Physicians currently rely on evidence-based medicine, using data from randomized clinical trials. This approach gets information from clinical studies to determine what works best for most people, on average.
"Right now people are being treated in general ways even though they're unique individuals," Riskin said.
Also, because people are living longer, they are often living with co-morbidities, which increases their uniqueness from a medical perspective and makes general care for a single disease less likely to be optimal.
Precision medicine goes beyond evidence-based medicine and tailors care, but it requires technology and interpreting unique patient characteristics, complexities that present a significant roadblock for physicians, Riskin said.
The challenge is getting information that exists through clinical care and other documentation to understand what has been tried for specific subgroups of patients and what has worked best. Some of the information lives in narrative text in the EHR.

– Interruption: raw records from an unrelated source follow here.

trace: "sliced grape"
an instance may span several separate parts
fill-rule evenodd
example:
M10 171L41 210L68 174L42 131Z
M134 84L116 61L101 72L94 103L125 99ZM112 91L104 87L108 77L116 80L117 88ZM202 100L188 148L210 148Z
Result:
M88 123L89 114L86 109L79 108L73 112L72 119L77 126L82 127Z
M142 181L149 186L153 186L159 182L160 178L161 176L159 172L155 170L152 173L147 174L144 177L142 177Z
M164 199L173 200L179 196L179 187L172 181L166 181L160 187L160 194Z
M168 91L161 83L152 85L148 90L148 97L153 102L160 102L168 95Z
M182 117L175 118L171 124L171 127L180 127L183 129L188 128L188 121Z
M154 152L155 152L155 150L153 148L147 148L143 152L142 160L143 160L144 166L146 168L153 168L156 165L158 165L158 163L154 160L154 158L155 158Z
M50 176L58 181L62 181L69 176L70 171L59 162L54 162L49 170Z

"Now we're talking about using AI to identify patterns," Riskin said. "The next step is to use the information in the system to run tailored studies for unique groups of people. That is shockingly hard to achieve. Getting between here and there is hard."
WHY THIS MATTERS
"If I've got someone coming in to me who has two injuries, such as a hole in the intestines and a head injury, I want to know what works and doesn't work," Riskin said.
Combinations of conditions such as these have been seen by many doctors in last 20 years, but different choices have been made that result in varying outcomes.
"I know what the protocol says for an intestinal injury, but there's no published literature on combinations of problems. It's simply too hard to study. But, a data-driven approach can answer what worked best across natural variation in practice."
In another example, an 80-year old woman who has both heart failure and lupus may be treated in the same way as any other lupus patient. But, heart failure may change the equation. No one has studied or published on this, but natural practice has led to many doctors seeing the combination and trying different approaches.
What's happening is that healthcare is undergoing a revolution. With more available data, increased compute power, and smarter AI technologies, it's finally possible to perform subgroup analytics and comparative effectiveness. This is leading to more precise care tailored to individuals, Riskin said in an article for Forbes.
But, the entire system for physicians to learn what other doctors are doing and what is working is set up through peer-review literature. This requires a cycle of more than a year and often a decade to distribute what is learned. Even specialists can't keep up with all of the available literature in the field.
In an ideal world, the AI reads and understands what's going on with a patient and other similar patients, and does a custom study and match that creates a plan for the patient, Riskin said. This may be a decade or more into the future.
The ideal is for all doctors to practice as man plus machine, the AI collaborating with the physician, using information in real time.
The Holy Grail of healthcare would be subgroup analytics performed to the patient level to optimize for their unique characteristics, Riskin said.
"This would allow physicians to know that certain subgroups would do far better with another treatment," Riskin said. "I think this will lead to tailored therapy and transform healthcare."